Independent vice presidential candidate Antonio Trillanes answers questions during an ambush interview after his press conference at the Magdalo headquarters in Manila on May 5, 2016. Anti-establishment Philippine politician Rodrigo Duterte's rollicking ride to presidential favouritism has triggered warnings of a coup should he win next week's election, with opponents warning he is a dictator in the making. Trillanes said some in the military†were "strongly averse" to Duterte's long-standing ties with communists, and that a coup was "very likely". / AFP PHOTO / NOEL CELIS
Senator Antonio Trillanes has emerged as President Duterte’s strongest critic. Photo: AFP/Noel Celis

Senator Richard Gordon, a Duterte ally, has accused Trillanes of breaching parliamentary code of conduct during the particularly heated televised questioning of Paolo Duterte. Gordon went as far as to call for the ouster of his feisty colleague, arguing: “I don’t think he belongs in the Senate. His behavior is really out of line.”

Critics, however, see Gordon’s call as part of a broader effort to muzzle Duterte’s opponents by any means necessary. There are growing fears that the administration will soon use trumped up charges to put its remaining critics behind bars to prevent the drug trafficking accusation from gaining any further momentum or popular resonance.

In a privilege speech, Senator Risa Hontiveros, a left-leaning legislator and outspoken opposition member, has accused the government of conspiring to silence her critiques of the drug war. In particular, she called for Justice Secretary Vitaliano Aguirre to resign after the latter was caught texting the government-aligned Volunteers Against Crime and Corruption (VACC) to file trumped up charges against her.

Hontiveros, a leading critic of Duterte’s lethal anti-drug campaign, has accused the government of orchestrating legal charges to intimidate and marginalize its critics. State officials have been particularly irked by her decision to shield witnesses to last month’s gruesome murder of teenager Kian Lloyd delos Santos by law enforcers caught on CCTV cameras.

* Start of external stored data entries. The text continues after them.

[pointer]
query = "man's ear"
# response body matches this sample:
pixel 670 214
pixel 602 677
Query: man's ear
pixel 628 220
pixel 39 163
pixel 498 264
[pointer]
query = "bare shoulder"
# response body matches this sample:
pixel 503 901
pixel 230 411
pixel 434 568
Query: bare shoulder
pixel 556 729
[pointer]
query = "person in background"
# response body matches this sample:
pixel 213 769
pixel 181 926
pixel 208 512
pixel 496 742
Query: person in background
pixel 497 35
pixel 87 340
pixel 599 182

The heart-wrenching incident has been a source of embarrassment for Duterte, who promised to ensure accountability and justice amid a massive public backlash. Hontiveros has accused the government of sanctioning extrajudicial killings and promoting impunity, which has led to the deaths of dozens of children and over 9,000 drug suspects.

FILE PHOTO - Residents hold placards near the wake of Kian Loyd delos Santos, a 17-year-old high school student, who was among the 91 people shot dead last week in an escalation of President Rodrigo Duterte's ruthless war on drugs in Caloocan city Metro Manila, Philippines August 21, 2017. REUTERS/Erik De Castro/File Photo
Children hold placards near the wake of Kian Lloyd delos Santos, a 17-year-old high school student who was shot and killed in President Rodrigo Duterte’s war on drugs Photo: Reuters/Erik De Castro

Accusations that the president’s family is actually involved in the drug trade has inevitably dented Duterte’s crime-fighting credibility and raised new uncomfortable questions about the underlying motivations of his controversial drug war, including speculation the killings have targeted only certain drug gangs while leaving others unmolested to expand and consolidate their illegal trades.

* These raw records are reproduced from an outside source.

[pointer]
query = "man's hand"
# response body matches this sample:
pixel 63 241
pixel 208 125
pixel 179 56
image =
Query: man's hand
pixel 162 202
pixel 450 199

Duterte has resorted to conspiratorial rhetoric to deflect the allegations and mobilize his base, threatening a backlash against those probing the claims against his family.

“That’s why I have said to the [police] Chief…to closely look into this because we are being sabotaged,” claimed Duterte, accusing his opponents of orchestrating the murder of teenager delos Santos and other minors killed in the drug war. “It’s not the job of the police [to kill minors]. These killings were intentional,” the president exclaimed.

The presidential palace has followed that line by saying “malignant elements” – an alleged amorphous collection of politicians and big-time drug dealers – “conspire to sabotage the President’s campaign to rid the Philippines of illegal drugs and criminality.”

The question rising among ordinary Filipinos, however, is whether Duterte and his family may actually be involved in the criminality his government claims to combat.